« Ce qui s'est passé depuis trois ans à Gatineau est magistral, c'est majeur dans une organisation comme la vôtre», a lancé Michelle Desrosiers de la firme RCGT.

Gatineau la performante

La Ville de Gatineau est passée d'une organisation sclérosée, inefficace et montrant des lacunes importantes en matière de gestion et de planification à l'une des municipalités les plus performantes de la province au cours du dernier mandat, assure la firme d'experts Raymond Chabot Grant Thornton (RCGT).
La même firme brossait un portrait très négatif de la performance de l'administration municipale en 2012. Le rapport qui en a découlé avait donné d'importantes munitions à Maxime Pedneaud-Jobin pour attaquer l'ex-maire Marc Bureau lors de la campagne électorale de 2013. Ce dur constat a mené à la création de la commission de révision des dépenses et des services, ainsi qu'à l'amorce d'un changement de culture en profondeur dans l'administration.
Le bilan
L'heure était au bilan, mardi, sur le travail effectué depuis cinq ans pour améliorer l'efficacité de la Ville, mais contrairement au dernier mandat, les adversaires du maire en place avaient bien peu à se mettre sous la dent en prévision de la bataille électorale à venir.
« Ce qui s'est passé depuis trois ans à Gatineau est magistral, c'est majeur dans une organisation comme la vôtre, a lancé Michelle Desrosiers de la firme RCGT. Les organisations publiques qui s'inscrivent dans une démarche d'amélioration continue n'arrivent habituellement pas à soutenir le même rythme. Le rythme maintenu ici est tout à votre honneur. L'organisation a vraiment évolué. C'est assez impressionnant ce qu'on constate. Il y a eu un leadership assumé, malgré toutes les turbulences d'un environnement politique. Si Gatineau poursuit sur sa lancée, elle va rapidement remporter les plus grands prix et les grandes mentions pour la qualité de son organisation. »
La firme RCGT note aussi que la Ville de Gatineau se classe au 2e rang pour les villes qui dépensent le moins per capita pour le fonctionnement de son organisation. « C'est excellent, a indiqué Mme Desrosiers. Vous êtes dans le peloton de tête. »
Des améliorations importantes demeurent toutefois à réaliser, notamment dans le processus décisionnel qui est encore « lourd et coûteux » selon RCGT. 
« Ce n'est pas nécessairement négatif, on consacre beaucoup d'énergie pour la préparation des dossiers, mais il faut être conscient que cela a un effet sur l'utilisation des ressources », a indiqué Mme Desrosiers. 

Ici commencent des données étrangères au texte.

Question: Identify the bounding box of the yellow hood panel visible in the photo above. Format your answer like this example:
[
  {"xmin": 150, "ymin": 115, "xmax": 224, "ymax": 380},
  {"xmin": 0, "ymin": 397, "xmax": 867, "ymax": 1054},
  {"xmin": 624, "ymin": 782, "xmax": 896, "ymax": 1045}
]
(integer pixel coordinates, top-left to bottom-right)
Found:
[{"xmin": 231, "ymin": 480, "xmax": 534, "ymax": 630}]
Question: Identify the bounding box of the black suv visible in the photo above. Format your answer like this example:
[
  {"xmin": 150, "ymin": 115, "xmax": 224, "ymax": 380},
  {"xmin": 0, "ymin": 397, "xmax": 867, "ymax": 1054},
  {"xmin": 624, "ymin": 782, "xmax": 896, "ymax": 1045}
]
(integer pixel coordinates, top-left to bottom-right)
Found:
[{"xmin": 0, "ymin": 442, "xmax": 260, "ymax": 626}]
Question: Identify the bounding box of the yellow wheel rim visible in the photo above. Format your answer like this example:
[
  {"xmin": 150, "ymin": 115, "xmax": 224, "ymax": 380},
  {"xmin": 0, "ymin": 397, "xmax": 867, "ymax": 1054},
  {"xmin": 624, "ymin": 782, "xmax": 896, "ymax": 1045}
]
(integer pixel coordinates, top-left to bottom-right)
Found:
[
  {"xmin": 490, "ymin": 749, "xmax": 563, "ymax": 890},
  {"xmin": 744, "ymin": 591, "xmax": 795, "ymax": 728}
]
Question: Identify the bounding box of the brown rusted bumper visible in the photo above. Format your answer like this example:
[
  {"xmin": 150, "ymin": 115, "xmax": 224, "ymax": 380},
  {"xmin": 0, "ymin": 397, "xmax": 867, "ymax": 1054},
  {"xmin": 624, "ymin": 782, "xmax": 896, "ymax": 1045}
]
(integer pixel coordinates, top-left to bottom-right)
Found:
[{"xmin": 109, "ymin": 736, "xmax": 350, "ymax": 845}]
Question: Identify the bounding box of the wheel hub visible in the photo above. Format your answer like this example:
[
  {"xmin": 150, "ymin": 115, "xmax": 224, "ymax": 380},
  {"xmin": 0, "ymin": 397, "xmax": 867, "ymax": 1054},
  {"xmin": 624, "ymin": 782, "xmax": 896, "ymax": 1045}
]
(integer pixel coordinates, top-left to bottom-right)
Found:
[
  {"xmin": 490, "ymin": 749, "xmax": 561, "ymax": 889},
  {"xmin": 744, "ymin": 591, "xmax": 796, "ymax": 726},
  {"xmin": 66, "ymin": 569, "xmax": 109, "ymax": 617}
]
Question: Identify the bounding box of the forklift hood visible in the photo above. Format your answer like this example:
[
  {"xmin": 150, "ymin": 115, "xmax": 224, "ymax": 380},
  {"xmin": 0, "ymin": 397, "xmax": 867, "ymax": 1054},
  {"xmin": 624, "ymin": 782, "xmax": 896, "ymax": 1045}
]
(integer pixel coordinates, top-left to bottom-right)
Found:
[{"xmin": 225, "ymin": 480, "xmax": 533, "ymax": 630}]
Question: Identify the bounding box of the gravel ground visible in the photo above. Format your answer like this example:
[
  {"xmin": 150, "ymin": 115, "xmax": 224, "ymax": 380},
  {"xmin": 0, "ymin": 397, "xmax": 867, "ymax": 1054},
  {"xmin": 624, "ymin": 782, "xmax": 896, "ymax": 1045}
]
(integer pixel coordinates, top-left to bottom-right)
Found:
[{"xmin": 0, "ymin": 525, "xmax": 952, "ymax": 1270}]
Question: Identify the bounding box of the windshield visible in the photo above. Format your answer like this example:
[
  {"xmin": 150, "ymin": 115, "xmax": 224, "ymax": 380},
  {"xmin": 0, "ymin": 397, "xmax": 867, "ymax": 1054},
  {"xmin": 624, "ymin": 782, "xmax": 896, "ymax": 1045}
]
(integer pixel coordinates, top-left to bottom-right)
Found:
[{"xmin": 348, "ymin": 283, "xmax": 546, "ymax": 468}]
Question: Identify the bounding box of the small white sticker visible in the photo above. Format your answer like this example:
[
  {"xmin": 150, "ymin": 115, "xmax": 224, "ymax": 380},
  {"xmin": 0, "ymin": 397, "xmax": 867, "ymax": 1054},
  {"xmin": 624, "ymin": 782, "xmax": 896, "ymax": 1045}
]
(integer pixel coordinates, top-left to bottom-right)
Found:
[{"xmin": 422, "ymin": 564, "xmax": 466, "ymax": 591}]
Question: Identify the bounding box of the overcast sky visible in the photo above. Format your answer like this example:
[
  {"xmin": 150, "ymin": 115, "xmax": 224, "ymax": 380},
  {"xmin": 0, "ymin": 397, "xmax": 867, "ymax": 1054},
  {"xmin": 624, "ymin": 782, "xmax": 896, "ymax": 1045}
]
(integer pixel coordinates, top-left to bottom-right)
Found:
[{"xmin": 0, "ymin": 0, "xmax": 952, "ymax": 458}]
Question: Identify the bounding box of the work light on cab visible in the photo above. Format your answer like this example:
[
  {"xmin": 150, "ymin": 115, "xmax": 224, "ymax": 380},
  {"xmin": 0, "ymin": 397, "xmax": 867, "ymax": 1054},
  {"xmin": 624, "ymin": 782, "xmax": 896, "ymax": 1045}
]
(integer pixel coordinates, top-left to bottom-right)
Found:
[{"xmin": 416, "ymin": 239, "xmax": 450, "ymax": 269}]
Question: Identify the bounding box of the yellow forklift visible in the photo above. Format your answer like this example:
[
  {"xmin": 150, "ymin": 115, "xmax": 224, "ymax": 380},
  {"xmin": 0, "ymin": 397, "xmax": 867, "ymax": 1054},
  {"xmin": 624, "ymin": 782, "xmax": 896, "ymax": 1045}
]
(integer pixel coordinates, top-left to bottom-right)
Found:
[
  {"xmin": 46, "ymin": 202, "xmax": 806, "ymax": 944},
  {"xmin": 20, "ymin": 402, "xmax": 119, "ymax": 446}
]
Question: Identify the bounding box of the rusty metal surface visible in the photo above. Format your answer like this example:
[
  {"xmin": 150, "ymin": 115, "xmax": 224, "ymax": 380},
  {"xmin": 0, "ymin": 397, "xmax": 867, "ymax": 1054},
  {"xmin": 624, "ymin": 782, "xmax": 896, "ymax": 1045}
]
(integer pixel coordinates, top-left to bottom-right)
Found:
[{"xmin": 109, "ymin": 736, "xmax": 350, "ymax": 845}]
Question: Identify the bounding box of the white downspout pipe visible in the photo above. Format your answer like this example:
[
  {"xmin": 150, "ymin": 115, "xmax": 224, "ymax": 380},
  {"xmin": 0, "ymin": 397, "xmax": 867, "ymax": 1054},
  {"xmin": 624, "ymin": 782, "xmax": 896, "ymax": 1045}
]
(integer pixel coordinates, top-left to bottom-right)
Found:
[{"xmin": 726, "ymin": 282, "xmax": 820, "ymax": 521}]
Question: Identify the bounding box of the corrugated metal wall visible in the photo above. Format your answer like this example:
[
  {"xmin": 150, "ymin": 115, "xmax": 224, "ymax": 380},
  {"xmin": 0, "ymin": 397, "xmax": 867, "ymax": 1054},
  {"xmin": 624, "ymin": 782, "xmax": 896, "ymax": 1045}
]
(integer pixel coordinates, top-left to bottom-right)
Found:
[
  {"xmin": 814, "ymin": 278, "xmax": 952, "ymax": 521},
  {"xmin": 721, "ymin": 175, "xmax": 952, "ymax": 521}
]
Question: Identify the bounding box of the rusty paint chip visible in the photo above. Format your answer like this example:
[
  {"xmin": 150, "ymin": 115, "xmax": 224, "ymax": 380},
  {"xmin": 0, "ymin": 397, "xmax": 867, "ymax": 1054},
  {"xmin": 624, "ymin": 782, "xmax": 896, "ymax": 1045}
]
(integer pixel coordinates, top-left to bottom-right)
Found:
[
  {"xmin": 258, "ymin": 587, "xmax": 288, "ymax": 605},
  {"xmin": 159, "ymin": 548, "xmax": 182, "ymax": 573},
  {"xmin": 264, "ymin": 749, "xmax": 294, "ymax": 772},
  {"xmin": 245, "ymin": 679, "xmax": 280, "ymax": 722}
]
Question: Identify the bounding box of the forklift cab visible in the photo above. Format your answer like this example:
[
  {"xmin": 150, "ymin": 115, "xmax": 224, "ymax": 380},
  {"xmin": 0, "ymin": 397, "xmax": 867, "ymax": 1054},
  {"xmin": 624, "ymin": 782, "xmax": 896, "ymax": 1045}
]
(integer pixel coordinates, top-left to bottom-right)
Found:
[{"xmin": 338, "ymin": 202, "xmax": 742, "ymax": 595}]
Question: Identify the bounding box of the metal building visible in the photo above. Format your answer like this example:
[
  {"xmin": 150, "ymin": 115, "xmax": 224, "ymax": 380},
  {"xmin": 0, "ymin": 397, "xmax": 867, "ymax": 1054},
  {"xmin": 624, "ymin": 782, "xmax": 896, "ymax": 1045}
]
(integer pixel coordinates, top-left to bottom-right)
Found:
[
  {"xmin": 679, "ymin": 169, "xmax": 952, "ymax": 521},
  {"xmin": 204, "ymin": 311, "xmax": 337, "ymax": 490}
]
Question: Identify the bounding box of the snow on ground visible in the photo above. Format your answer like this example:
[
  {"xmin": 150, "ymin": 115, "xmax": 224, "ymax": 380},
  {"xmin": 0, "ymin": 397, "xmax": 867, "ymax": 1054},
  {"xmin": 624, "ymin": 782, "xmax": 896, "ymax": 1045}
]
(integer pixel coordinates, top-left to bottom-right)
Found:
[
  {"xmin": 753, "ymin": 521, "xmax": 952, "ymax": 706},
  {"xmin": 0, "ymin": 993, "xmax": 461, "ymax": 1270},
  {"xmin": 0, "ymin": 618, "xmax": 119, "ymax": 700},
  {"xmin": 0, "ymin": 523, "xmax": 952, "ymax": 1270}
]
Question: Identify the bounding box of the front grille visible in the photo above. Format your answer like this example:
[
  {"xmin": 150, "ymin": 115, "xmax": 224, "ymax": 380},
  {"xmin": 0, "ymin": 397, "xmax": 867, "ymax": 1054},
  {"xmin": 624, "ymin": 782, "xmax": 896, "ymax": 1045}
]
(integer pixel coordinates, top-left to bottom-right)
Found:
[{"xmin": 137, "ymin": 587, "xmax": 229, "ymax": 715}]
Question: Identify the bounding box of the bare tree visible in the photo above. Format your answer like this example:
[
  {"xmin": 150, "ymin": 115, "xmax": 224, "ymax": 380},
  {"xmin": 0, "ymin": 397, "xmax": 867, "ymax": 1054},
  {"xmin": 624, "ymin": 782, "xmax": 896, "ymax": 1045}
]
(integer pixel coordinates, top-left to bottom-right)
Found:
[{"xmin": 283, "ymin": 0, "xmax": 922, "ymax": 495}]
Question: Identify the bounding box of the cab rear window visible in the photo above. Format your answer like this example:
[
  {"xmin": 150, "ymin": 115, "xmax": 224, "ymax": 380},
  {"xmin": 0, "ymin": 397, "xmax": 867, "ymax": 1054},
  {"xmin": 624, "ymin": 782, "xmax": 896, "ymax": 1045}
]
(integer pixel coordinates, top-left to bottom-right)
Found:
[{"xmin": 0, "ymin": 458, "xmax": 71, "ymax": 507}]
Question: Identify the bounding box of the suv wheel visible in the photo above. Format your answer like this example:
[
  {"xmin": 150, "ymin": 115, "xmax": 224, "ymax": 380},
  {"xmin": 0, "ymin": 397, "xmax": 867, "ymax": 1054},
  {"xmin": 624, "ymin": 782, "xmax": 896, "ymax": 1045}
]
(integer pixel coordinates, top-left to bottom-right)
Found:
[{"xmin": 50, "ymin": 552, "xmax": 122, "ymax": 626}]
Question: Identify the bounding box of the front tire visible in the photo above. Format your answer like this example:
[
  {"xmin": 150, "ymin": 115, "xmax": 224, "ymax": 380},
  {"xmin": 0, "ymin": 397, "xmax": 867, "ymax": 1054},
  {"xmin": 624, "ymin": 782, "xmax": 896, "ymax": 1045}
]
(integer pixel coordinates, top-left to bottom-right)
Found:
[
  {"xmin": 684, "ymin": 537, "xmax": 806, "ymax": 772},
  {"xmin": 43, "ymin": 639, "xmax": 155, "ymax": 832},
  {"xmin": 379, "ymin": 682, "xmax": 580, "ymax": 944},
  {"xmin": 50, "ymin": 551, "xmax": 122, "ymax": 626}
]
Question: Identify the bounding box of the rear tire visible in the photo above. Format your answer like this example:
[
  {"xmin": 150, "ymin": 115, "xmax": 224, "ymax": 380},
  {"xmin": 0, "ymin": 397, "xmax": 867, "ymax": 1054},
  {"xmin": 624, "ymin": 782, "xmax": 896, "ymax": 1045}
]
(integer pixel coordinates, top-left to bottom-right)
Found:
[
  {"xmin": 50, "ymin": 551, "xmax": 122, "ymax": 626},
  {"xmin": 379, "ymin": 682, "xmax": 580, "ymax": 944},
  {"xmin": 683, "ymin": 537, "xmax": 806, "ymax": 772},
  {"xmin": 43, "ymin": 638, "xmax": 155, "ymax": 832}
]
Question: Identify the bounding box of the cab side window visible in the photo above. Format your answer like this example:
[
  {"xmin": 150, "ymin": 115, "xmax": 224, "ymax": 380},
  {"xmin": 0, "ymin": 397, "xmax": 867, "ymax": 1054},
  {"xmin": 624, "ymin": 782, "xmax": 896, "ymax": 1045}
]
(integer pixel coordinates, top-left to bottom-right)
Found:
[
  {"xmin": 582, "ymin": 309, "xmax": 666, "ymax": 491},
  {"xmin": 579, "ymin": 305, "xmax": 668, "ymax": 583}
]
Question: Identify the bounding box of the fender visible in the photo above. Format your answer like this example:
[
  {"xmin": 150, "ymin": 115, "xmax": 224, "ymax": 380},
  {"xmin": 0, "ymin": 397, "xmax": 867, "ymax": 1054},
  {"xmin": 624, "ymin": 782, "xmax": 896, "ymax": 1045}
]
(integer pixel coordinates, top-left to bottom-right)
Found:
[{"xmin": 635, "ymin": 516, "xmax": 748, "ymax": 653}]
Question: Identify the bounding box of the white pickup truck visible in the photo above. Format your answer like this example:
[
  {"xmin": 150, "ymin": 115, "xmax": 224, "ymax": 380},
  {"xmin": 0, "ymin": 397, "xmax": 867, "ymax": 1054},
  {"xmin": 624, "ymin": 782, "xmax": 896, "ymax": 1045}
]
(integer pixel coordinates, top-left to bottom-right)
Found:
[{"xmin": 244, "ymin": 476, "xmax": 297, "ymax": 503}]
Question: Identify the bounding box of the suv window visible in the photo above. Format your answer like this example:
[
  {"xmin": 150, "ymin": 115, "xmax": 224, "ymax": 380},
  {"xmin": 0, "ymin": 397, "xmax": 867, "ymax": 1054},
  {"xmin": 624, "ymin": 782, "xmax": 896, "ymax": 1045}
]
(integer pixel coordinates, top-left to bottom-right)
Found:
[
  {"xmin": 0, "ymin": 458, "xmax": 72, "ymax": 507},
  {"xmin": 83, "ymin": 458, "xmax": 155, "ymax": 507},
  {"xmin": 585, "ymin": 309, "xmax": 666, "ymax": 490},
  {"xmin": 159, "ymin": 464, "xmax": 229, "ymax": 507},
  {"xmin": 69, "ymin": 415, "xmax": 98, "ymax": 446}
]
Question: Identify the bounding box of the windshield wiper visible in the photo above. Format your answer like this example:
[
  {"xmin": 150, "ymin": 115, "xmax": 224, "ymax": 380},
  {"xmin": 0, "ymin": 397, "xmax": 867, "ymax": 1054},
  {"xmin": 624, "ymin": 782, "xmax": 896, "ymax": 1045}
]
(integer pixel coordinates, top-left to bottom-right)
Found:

Les changements à venir dans le fonctionnement des comités et des commissions devraient fournir certaines des améliorations recherchées au courant du prochain mandat.
« Peu de résultats concrets », selon Goneau
Les termes élogieux utilisés par la firme Raymond Chabot Grant Thornton, mardi, n'ont pas convaincu la candidate à la mairie, Sylvie Goneau. 
Cette dernière reconnaît que des pas en avant ont été faits, mais elle se refuse à dire que le maire Maxime Pedneaud-Jobin a livré la marchandise. « À date, il y a très peu de résultats concrets pour répondre aux doléances de nos citoyens, a-t-elle lancé. On ne voit pas les gains. On ne voit pas comment ça aide à réduire l'augmentation des taxes ou comment cela nous aide à faire de meilleurs choix politiques. » La révision enclenchée par la Ville a jusqu'à maintenant permis de dégager 13,1 millions $ d'économies récurrentes.
Même si Gatineau affiche le plus haut taux de satisfaction (82 %) de ses citoyens par rapport aux services qu'ils reçoivent, Mme Goneau affirme qu'il reste encore beaucoup trop d'insatisfaits, tant chez les entrepreneurs que chez les résidents. « Il ne faut pas attendre que les gens deviennent insatisfaits pour aller de l'avant et améliorer les choses », dit-elle. 
Le président de la commission de révision des dépenses et des services, Maxime Tremblay, reconnaît que les changements se sont faits en accélérés à Gatineau et que cela a mis une pression importante sur l'administration. « Il fallait faire les premiers pas pour avancer », note-t-il.